2. Inequality. “The second key area is what the Chinese government refers to as ‘common prosperity’, or becoming wealthy together. This is clearly a function of being more of a socialist state, so there is greater emphasis on social responsibilities for companies. Many middle-class citizens are being squeezed by higher mortgage costs, higher healthcare costs and spiralling education costs. We have seen a huge crackdown on the education sector – recently, they have effectively nationalised the sector. This is also putting a lot of pressure on Chinese companies to focus on their employees,” Van Cuyck says.
3. Child protection. Teenagers are spending a disproportionate amount of time – and money – on social media and gaming platforms, and the government wants to control this. They've cut the amount of time that teenagers may spend on gaming platforms to no more than one hour a day, three days a week. “This certainly has a direct impact on the likes of Tencent, but to put it into context, the gaming revenues that come from teenagers under 18 is less than 6% of the total revenue,” Van Cuyck says.
4. Data security. “There are enormous sensitivities around national security and consumer privacy protection. China’s regulatory body recently passed a personal information protection law, which will become effective on November 1. They’re targeting data collection and analytics. This will affect how companies can share personal information, and is likely to impact their ability to monetise and generate revenue. So this is a factor for Tencent, as a reasonable proportion of their revenue comes from advertising. The government is also forcing state-owned enterprises to move data out of commercial cloud businesses into a state-owned cloud business. And that’s another area that is essential for both Alibaba and Tencent,” Van Cuyck says.

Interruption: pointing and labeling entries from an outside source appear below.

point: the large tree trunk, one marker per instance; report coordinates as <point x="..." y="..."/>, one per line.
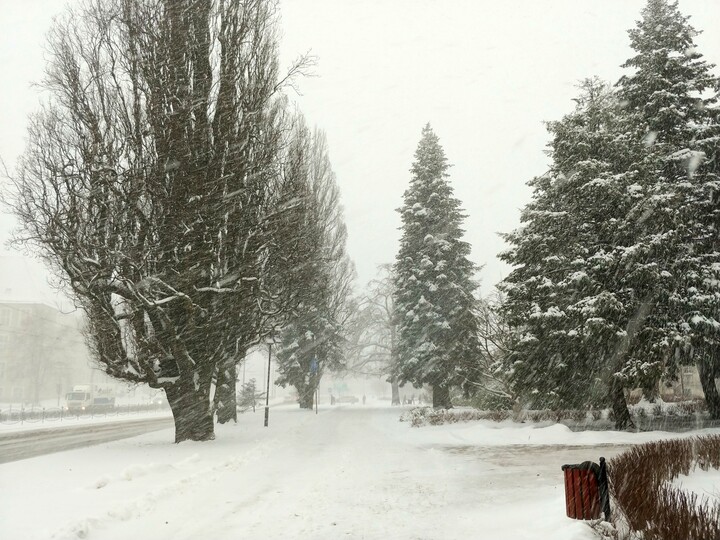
<point x="707" y="380"/>
<point x="619" y="405"/>
<point x="441" y="397"/>
<point x="395" y="391"/>
<point x="226" y="393"/>
<point x="191" y="412"/>
<point x="306" y="397"/>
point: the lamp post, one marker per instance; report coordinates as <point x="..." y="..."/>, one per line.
<point x="267" y="391"/>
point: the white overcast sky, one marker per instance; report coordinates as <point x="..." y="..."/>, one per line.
<point x="484" y="73"/>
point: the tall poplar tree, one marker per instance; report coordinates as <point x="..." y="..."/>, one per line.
<point x="435" y="308"/>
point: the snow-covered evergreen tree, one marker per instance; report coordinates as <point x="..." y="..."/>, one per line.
<point x="672" y="95"/>
<point x="435" y="308"/>
<point x="564" y="297"/>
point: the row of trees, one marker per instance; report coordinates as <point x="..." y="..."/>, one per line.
<point x="617" y="266"/>
<point x="616" y="279"/>
<point x="189" y="212"/>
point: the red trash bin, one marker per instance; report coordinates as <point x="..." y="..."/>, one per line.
<point x="586" y="490"/>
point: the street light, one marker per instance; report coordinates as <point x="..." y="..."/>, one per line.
<point x="267" y="391"/>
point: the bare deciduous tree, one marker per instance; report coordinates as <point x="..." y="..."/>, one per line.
<point x="147" y="183"/>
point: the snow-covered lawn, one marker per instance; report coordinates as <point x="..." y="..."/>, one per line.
<point x="348" y="472"/>
<point x="705" y="484"/>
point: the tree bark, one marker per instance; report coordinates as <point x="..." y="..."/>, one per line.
<point x="226" y="393"/>
<point x="395" y="391"/>
<point x="707" y="380"/>
<point x="441" y="397"/>
<point x="191" y="412"/>
<point x="306" y="397"/>
<point x="619" y="405"/>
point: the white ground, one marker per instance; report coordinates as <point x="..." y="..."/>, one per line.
<point x="349" y="472"/>
<point x="705" y="484"/>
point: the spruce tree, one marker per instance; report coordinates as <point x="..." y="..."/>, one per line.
<point x="671" y="93"/>
<point x="564" y="298"/>
<point x="435" y="308"/>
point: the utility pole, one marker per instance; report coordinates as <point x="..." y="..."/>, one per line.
<point x="267" y="391"/>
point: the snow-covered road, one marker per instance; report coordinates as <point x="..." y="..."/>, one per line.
<point x="348" y="472"/>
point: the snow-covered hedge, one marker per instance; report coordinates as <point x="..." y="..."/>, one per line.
<point x="653" y="508"/>
<point x="423" y="416"/>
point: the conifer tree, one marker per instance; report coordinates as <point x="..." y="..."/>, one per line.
<point x="564" y="298"/>
<point x="435" y="308"/>
<point x="671" y="93"/>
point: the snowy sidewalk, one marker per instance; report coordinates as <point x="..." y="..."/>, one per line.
<point x="348" y="472"/>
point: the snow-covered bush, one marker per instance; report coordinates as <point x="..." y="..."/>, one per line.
<point x="652" y="508"/>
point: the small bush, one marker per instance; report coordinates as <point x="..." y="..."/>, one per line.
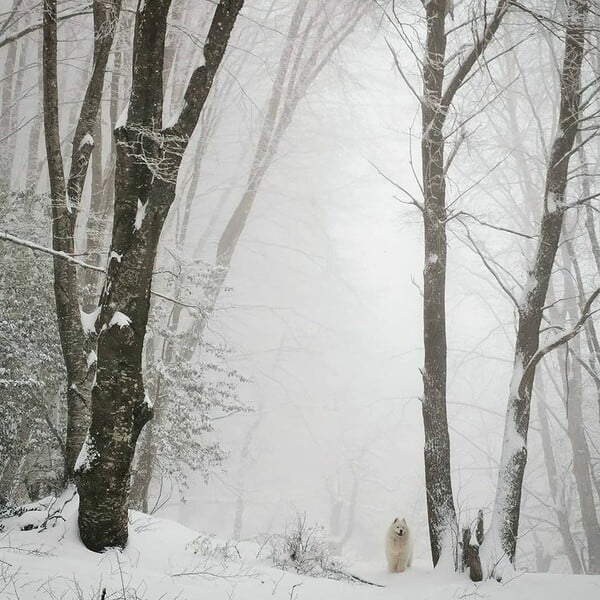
<point x="306" y="550"/>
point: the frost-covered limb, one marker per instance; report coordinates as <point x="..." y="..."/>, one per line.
<point x="8" y="237"/>
<point x="529" y="370"/>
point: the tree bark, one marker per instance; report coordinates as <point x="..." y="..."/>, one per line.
<point x="148" y="161"/>
<point x="502" y="538"/>
<point x="66" y="196"/>
<point x="436" y="100"/>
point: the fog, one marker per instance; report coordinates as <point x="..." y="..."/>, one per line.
<point x="321" y="308"/>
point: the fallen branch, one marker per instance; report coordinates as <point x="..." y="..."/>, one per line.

China’s problems are not very different from those faced in the US; it’s just that the Chinese government can impose regulations far more quickly and rigorously than a democratic Western nation could in dealing with them.
In an article on the Nedgroup Investments website, Iain Power, fund manager of the Nedgroup Investments Balanced Fund, says the aim of the regulations is to achieve a better life for the Chinese people, with greater access to education.
“The state is trying to do away with practices where the social cost is not desirable. The difference with China is that it tends to adopt these changes very quickly and sometimes without tact. In the West it’s a longer process of litigation and lobbying before finding some middle ground in policies and practices.
“So, while we have seen pressure on share prices and the sense that the Chinese government is increasing its involvement in the state, their long-term goal is on common prosperity, which is a well-intended objective. Achieving this and addressing the huge disparity between the rich and the poor in China will, however, be a delicate balance to achieve.
“History has shown that whenever governments get too involved in the state, it tends to be very bad for economic growth. We have seen this in China’s history in particular, so the Chinese government will have to be extremely careful while they go about this process of closing the gap in inequality in their society. They will need to set a framework for their businesses that is accommodative for sustainable growth, and also reasonable in terms of competition. This is something we will watch carefully,” Power says.